To generate the statistical sample, a fully automatic sunspot identification and tracking method is developed. This method is tested on a previously analysed four-month dataset that was generated using a semi-automatic sunspot rotation tool. The new method has many advantages over the previous method, as the automatic nature enables more sunspots to be systematically identified, and these sunspots are identified earlier and tracked for longer. The new method is able to identify when sunspots are undergoing structural changes, such as splitting or mergers, and track these variations successfully.

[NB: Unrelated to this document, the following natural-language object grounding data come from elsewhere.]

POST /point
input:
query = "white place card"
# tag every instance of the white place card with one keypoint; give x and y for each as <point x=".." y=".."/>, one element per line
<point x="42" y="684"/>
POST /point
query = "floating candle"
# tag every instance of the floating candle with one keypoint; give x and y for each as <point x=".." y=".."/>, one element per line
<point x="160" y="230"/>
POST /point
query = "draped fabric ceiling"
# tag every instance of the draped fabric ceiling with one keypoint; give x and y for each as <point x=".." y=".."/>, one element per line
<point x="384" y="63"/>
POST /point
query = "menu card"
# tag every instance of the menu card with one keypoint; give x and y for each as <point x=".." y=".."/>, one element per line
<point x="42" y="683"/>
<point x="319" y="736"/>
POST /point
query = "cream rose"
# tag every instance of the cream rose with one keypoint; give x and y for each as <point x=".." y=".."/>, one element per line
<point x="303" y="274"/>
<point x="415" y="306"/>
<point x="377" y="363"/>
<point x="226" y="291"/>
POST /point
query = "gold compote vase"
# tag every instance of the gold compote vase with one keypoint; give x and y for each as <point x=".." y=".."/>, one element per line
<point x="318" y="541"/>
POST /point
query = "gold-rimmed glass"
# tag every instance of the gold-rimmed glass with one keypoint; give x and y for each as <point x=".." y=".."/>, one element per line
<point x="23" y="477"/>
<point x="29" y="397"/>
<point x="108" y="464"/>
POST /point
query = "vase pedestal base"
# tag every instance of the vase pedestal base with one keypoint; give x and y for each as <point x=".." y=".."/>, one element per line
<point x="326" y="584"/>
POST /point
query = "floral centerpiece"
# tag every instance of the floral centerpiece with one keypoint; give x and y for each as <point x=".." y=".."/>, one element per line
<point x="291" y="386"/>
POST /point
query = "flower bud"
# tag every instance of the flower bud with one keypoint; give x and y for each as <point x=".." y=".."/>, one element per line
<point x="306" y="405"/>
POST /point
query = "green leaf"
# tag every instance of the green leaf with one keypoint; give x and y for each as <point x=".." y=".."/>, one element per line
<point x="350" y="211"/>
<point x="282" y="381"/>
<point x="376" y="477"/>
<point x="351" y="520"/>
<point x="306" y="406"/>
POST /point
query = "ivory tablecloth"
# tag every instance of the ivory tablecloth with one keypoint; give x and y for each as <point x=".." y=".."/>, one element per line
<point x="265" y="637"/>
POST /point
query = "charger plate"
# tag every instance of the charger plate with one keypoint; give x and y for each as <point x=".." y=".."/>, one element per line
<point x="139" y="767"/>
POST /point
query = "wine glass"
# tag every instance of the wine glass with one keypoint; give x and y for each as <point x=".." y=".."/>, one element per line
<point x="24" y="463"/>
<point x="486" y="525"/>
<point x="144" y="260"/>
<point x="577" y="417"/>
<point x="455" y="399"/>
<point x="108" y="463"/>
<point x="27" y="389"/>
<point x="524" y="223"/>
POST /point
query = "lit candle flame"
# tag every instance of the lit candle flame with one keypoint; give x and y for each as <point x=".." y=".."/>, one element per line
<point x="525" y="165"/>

The method is applied to a twelve-month series of observations covering the rise-phase and initial peak of solar cycle 25. Within the sample there are 560 sunspots across 189 active regions, and 71% of active regions generate sufficient energy due to sunspot rotation to account for the radiated flare energy, with 32% of active regions generating an excess of 10 times the amount of energy required for the flaring activity. The method is also applied to two case-study active regions that triggered intense space weather events in 2024, AR 13664 and AR 13842. These active regions were found to build-up rotation energy differently to each other, with AR 13664 requiring the contribution from all sunspots within the active region, and AR 13842 being dominated by the rotation profile of the largest sunspot.
A method to measure the angular variation between sunspot pairs is developed, and the method is applied to all active regions within the four-month and twelve-month samples, and the two case study active regions. It is found that 49% of active regions exhibit more than 180◦ of corotation, and the net active region corotation was found to have a positive correlation with the radiated flare energy.
The work in this thesis shows that sunspot rotation can generate enough energy within an active region to account for flaring activity, and suggests that the level of corotation present in an active region correlates with the volume of flaring activity.